The Confidence Analysis Report also reports the Validation Measure corresponding to each Comparison Structure.

To illustrate the use of the Validation Measure, we use a sample network that represents the joint distribution of symptoms related to COVID-19:

The dataset associated with this model is split into a Learning Set and a Test Set, as indicated by the symbol tagged onto the database icon in the lower right-hand corner of the Graph Window.
With this network, we now perform a Structural Coefficient Analysis: Main Menu > Tools > Multi-Run > Structural Coefficient Analysis.
We follow the overall workflow introduced in Structural Coefficient Analysis.
Given that the Validation Measure is particularly relevant in the context of Unsupervised Learning, we use EQ as the Learning Algorithm and set a Structural Coefficient range of 0.5 to 2.
Upon clicking the Curve button at the bottom of the report, we obtain the following plot.
In the screenshot below, we have 16 x-y pairs (corresponding to 16 iterations) shown on the plot:
The x-axis represents the Structural Coefficient values.
The y-axis shows the Validation Measure computed for each network learned with the corresponding value of the Structural Coefficient.
Note that the y-values are normalized to a 0 to 1 range, i.e., the smallest computed Validation Measure is displayed as 0 and the largest value as 1.
You can hover with your pointer over the points on the plot, and a tooltip will show the normalized value plus the unnormalized value in parentheses.

The Structural Coefficient values that are associated with the minimum values of the Validation Measure are considered ideal.
The u-shaped portion at the bottom of the plotted curve (also referred to as "tub" or "trough") represents the range of minimum values: $0.6<SC<0.9.$
With values of the Structural Coefficient within this approximate range, a model would be neither "overfitted" nor "underfitted."
Recall the definition of the Validation Measure VM:

VM = \mathop{\rm E}\nolimits (LL_{\text{Test}}) \times \max \left( 1, \frac{\mathop{\rm var}(LL_{\text{Test}})}{\mathop{\rm var}(LL_{\text{Learning}})} \right)
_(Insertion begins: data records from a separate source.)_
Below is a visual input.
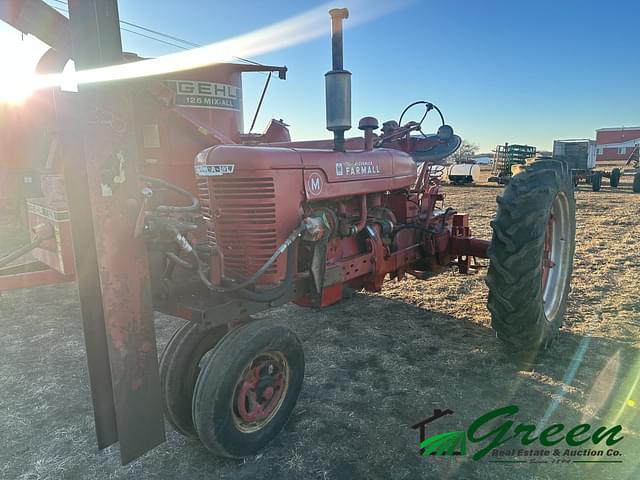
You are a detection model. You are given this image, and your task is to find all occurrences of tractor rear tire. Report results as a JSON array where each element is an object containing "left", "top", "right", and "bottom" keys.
[
  {"left": 633, "top": 173, "right": 640, "bottom": 193},
  {"left": 486, "top": 159, "right": 575, "bottom": 354},
  {"left": 610, "top": 168, "right": 621, "bottom": 188},
  {"left": 160, "top": 321, "right": 239, "bottom": 438},
  {"left": 591, "top": 171, "right": 602, "bottom": 192},
  {"left": 192, "top": 321, "right": 305, "bottom": 458}
]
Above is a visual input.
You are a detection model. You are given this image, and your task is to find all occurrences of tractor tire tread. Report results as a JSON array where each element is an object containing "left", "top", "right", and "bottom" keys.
[{"left": 486, "top": 160, "right": 576, "bottom": 352}]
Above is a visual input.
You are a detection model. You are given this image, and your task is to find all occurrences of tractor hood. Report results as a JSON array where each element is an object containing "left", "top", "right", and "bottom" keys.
[{"left": 195, "top": 144, "right": 417, "bottom": 200}]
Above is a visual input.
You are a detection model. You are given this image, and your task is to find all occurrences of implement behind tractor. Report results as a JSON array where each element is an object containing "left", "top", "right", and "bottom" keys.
[
  {"left": 553, "top": 139, "right": 615, "bottom": 192},
  {"left": 625, "top": 145, "right": 640, "bottom": 193},
  {"left": 1, "top": 3, "right": 577, "bottom": 464},
  {"left": 552, "top": 139, "right": 640, "bottom": 192},
  {"left": 489, "top": 142, "right": 537, "bottom": 184}
]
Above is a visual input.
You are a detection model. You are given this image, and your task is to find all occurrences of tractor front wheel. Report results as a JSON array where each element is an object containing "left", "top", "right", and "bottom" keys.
[
  {"left": 486, "top": 159, "right": 576, "bottom": 353},
  {"left": 159, "top": 319, "right": 245, "bottom": 438},
  {"left": 192, "top": 320, "right": 305, "bottom": 458},
  {"left": 633, "top": 173, "right": 640, "bottom": 193}
]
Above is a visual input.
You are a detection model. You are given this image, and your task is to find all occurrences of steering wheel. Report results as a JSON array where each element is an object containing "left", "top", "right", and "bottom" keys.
[{"left": 397, "top": 101, "right": 446, "bottom": 139}]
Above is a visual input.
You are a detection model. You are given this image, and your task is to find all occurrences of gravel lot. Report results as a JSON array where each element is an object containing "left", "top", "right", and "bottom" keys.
[{"left": 1, "top": 177, "right": 639, "bottom": 479}]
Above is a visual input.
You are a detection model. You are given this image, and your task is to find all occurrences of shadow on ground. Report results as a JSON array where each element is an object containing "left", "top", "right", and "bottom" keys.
[{"left": 2, "top": 282, "right": 640, "bottom": 480}]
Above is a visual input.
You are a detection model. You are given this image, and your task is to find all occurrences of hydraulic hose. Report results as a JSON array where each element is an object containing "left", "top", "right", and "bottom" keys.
[
  {"left": 140, "top": 175, "right": 200, "bottom": 213},
  {"left": 193, "top": 222, "right": 305, "bottom": 299},
  {"left": 195, "top": 238, "right": 297, "bottom": 302},
  {"left": 218, "top": 222, "right": 305, "bottom": 292},
  {"left": 166, "top": 252, "right": 196, "bottom": 270},
  {"left": 236, "top": 244, "right": 297, "bottom": 302}
]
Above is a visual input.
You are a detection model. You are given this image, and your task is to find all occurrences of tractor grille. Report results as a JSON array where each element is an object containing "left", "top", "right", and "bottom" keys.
[
  {"left": 197, "top": 178, "right": 216, "bottom": 247},
  {"left": 204, "top": 177, "right": 278, "bottom": 278}
]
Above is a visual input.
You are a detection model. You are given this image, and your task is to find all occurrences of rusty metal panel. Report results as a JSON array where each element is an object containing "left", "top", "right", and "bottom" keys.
[
  {"left": 61, "top": 106, "right": 119, "bottom": 449},
  {"left": 66, "top": 0, "right": 165, "bottom": 464}
]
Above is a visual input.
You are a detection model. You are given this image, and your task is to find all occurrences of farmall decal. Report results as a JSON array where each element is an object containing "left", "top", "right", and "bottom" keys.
[
  {"left": 167, "top": 80, "right": 242, "bottom": 110},
  {"left": 195, "top": 164, "right": 235, "bottom": 176},
  {"left": 335, "top": 160, "right": 381, "bottom": 177}
]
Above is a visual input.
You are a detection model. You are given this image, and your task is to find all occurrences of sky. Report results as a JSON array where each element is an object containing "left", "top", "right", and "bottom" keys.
[{"left": 0, "top": 0, "right": 639, "bottom": 152}]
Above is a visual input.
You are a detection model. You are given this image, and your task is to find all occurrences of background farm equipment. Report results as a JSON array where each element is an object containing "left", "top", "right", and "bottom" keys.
[
  {"left": 626, "top": 146, "right": 640, "bottom": 193},
  {"left": 446, "top": 162, "right": 481, "bottom": 185},
  {"left": 552, "top": 139, "right": 638, "bottom": 192},
  {"left": 0, "top": 1, "right": 577, "bottom": 465},
  {"left": 488, "top": 142, "right": 536, "bottom": 184}
]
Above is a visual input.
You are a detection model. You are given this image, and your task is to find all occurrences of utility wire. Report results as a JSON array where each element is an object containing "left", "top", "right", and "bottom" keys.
[
  {"left": 48, "top": 0, "right": 266, "bottom": 70},
  {"left": 119, "top": 27, "right": 192, "bottom": 51},
  {"left": 119, "top": 20, "right": 200, "bottom": 48}
]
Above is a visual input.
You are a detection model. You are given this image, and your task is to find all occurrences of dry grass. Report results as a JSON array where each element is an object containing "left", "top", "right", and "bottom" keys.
[{"left": 1, "top": 176, "right": 639, "bottom": 479}]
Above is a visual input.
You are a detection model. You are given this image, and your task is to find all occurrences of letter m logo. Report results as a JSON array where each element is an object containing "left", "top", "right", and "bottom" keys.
[{"left": 308, "top": 173, "right": 323, "bottom": 196}]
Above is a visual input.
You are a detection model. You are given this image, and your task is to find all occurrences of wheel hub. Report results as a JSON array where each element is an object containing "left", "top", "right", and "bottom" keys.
[
  {"left": 232, "top": 352, "right": 289, "bottom": 432},
  {"left": 541, "top": 214, "right": 556, "bottom": 291},
  {"left": 541, "top": 192, "right": 572, "bottom": 321}
]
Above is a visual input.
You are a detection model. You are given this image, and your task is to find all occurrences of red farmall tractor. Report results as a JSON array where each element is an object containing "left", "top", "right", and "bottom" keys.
[
  {"left": 147, "top": 9, "right": 576, "bottom": 457},
  {"left": 0, "top": 7, "right": 576, "bottom": 461}
]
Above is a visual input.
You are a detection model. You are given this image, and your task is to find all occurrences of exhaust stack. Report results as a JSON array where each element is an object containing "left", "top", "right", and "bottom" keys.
[{"left": 325, "top": 8, "right": 351, "bottom": 152}]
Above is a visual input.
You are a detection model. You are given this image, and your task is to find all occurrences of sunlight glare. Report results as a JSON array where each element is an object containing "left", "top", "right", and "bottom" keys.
[
  {"left": 32, "top": 0, "right": 411, "bottom": 92},
  {"left": 0, "top": 31, "right": 48, "bottom": 105},
  {"left": 0, "top": 73, "right": 34, "bottom": 105}
]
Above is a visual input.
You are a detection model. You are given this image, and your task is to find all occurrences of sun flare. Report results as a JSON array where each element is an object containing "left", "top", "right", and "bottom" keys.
[
  {"left": 0, "top": 31, "right": 47, "bottom": 106},
  {"left": 0, "top": 74, "right": 35, "bottom": 106}
]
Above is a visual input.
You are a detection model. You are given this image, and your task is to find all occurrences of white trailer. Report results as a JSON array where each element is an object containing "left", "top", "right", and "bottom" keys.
[{"left": 553, "top": 139, "right": 622, "bottom": 192}]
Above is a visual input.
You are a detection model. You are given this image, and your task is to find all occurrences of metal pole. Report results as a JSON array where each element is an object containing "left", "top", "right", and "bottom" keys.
[
  {"left": 60, "top": 103, "right": 119, "bottom": 449},
  {"left": 0, "top": 0, "right": 71, "bottom": 53},
  {"left": 65, "top": 0, "right": 165, "bottom": 464}
]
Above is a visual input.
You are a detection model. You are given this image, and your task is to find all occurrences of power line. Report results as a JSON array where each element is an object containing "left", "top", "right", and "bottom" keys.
[
  {"left": 47, "top": 0, "right": 267, "bottom": 70},
  {"left": 119, "top": 27, "right": 191, "bottom": 51},
  {"left": 120, "top": 20, "right": 200, "bottom": 48},
  {"left": 51, "top": 4, "right": 189, "bottom": 51},
  {"left": 51, "top": 0, "right": 201, "bottom": 49}
]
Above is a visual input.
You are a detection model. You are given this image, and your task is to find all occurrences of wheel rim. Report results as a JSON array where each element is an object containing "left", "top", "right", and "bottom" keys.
[
  {"left": 231, "top": 351, "right": 289, "bottom": 433},
  {"left": 541, "top": 192, "right": 572, "bottom": 321}
]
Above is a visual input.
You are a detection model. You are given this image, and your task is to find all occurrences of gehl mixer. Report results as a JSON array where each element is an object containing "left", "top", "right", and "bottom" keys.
[{"left": 1, "top": 7, "right": 576, "bottom": 461}]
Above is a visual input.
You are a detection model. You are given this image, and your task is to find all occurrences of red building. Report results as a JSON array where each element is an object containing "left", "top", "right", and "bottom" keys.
[{"left": 595, "top": 127, "right": 640, "bottom": 162}]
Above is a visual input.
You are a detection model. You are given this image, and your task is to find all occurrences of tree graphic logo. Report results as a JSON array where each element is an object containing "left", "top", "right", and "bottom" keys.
[
  {"left": 411, "top": 409, "right": 467, "bottom": 456},
  {"left": 420, "top": 430, "right": 468, "bottom": 456}
]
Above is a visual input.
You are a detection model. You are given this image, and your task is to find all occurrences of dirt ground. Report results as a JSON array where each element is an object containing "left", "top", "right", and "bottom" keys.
[{"left": 1, "top": 175, "right": 640, "bottom": 480}]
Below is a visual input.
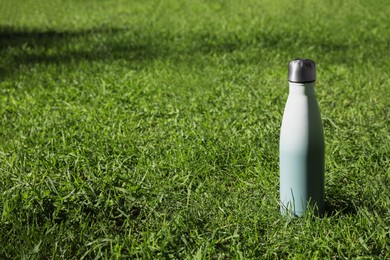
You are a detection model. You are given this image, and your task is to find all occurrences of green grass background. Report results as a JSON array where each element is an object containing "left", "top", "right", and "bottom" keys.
[{"left": 0, "top": 0, "right": 389, "bottom": 258}]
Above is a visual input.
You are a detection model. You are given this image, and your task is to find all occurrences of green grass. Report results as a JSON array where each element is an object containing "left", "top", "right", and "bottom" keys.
[{"left": 0, "top": 0, "right": 389, "bottom": 258}]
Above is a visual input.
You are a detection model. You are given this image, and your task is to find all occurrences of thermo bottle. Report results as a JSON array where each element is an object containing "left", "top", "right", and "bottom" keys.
[{"left": 280, "top": 58, "right": 325, "bottom": 217}]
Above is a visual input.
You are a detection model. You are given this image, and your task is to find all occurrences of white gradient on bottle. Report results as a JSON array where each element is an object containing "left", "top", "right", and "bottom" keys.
[{"left": 280, "top": 82, "right": 324, "bottom": 216}]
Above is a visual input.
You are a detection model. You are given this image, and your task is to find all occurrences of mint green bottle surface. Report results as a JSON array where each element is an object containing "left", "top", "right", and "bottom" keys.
[{"left": 280, "top": 59, "right": 325, "bottom": 217}]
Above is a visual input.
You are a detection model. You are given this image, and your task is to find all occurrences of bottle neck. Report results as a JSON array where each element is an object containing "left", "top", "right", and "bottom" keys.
[{"left": 288, "top": 82, "right": 315, "bottom": 95}]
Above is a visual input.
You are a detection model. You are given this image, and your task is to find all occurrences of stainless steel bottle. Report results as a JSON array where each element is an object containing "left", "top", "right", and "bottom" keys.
[{"left": 279, "top": 58, "right": 325, "bottom": 216}]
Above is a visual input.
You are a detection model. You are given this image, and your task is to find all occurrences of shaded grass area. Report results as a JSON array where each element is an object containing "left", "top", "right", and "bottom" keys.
[
  {"left": 0, "top": 0, "right": 389, "bottom": 258},
  {"left": 1, "top": 25, "right": 389, "bottom": 71}
]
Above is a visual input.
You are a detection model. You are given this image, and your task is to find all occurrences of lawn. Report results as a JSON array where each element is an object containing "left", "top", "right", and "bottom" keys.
[{"left": 0, "top": 0, "right": 389, "bottom": 258}]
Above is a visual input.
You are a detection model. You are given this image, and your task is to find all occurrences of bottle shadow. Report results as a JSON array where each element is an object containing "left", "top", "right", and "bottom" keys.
[{"left": 324, "top": 195, "right": 358, "bottom": 216}]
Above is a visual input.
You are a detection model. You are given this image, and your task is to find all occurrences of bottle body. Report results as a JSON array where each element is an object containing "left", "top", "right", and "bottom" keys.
[{"left": 280, "top": 82, "right": 324, "bottom": 216}]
where LL stands for Log-Loss.

This means that if the Test Set Log-Loss variance exceeds the Learning Set Log-Loss variance, the Validation Measure increases beyond the Log-Loss of the Test Set.
In other words, an optimal Validation Measure can be achieved only if the network's predictive performance with regard to the Test Set is good, i.e., the Test Set Log-Loss is small, and if the Test Set Log-Loss variance does not exceed the Learning Set Log-Loss variance.
Intuitively, this makes sense: If the Test Set Log-Loss variance is greater than the Learning Set Log-Loss variance, the predictive model is not a good generalization of the underlying dataset.